Mike Fitzmaurice, regional vice president of the African Union’s Organisation for Transport and Logistics, said the convoys are done twice daily by a private security company contracted by Autoridade Tributária de Moçambique (ATM), Mozambique’s revenue authority.

He said hundreds of tankers arrive at the N4 Maputo Corridor every day and are first amassed into the Kilometre Four truck waiting area on the Mozambican side of the border, before being allowed to cross over to South Africa to an area known as “The Canopies”.

“They all arrive at the border at the same time and it’s causing massive backlogging.”

According to the ATM, the measure was apparently implemented to stop fuel theft.

“They (Customs) claim they discovered that criminal elements in Mozambique have found ways to bypass cargo seals and are offloading fuel in Mozambique.”

Although it is most likely possible that organised crime syndicates have indeed figured out a way to bypass technologically advanced cargo seals, and have the necessary means to store or move significant quantities of fuel, it doesn’t add up, Fitzmaurice said.

“I find it very strange because they have four seals on each tanker – one on the front and two on the second trailer at the loading compartments. They also have a seal on the first trailer at the rail.”

He said if one of these seals is tampered with or bypassed through GPS signal jamming, it immediately shows up through telematics.

It is understood that tankers are gathered in Matola outside the port, from where they are arranged into convoys before being cleared to proceed to the border.

“You can imagine how long these convoys are and how many trucks are escorted to Ressano.”

Fitzmaurice said it is neither safe nor a progressive prevention strategy, as the relatively short distance from the port to the border – about 80 kilometres – would enable response vehicles to be dispatched once seal tampering is flagged by a control room.

“These seals can be tracked wherever a truck goes. The moment a truck veers off course or a seal is tampered with, the control room monitoring that truck should know.

“Surely there’s a more professional and non-hazardous way to secure the safe transportation of flammable liquid.”

He added that yesterday two loading permits went missing – permits that are issued by ATM during loading in Matola, claimed by the security company in question, and handed back to transporters at Ressano.

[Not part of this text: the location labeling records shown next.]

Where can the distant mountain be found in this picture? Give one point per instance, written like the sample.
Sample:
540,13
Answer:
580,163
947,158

“Customs denied the whereabouts of the permits, and so did the security company,” Fitzmaurice said.

It has since emerged that Mozambique could be in contravention of several regulations signatories are supposed to adhere to regarding the road transportation of Hazchem.

These include regulations set down by the United Nations Economic and Social Council (UNECE), and which are agreed to by the Protocol on Transport, Communications and Meteorology of the Southern African Development Community (SADC), including Mozambique.

Transporters are also advised to familiarise themselves with the World Customs Organization’s SAFE Framework for risk-based border control and trade facilitation as it pertains to high-risk goods like fuel.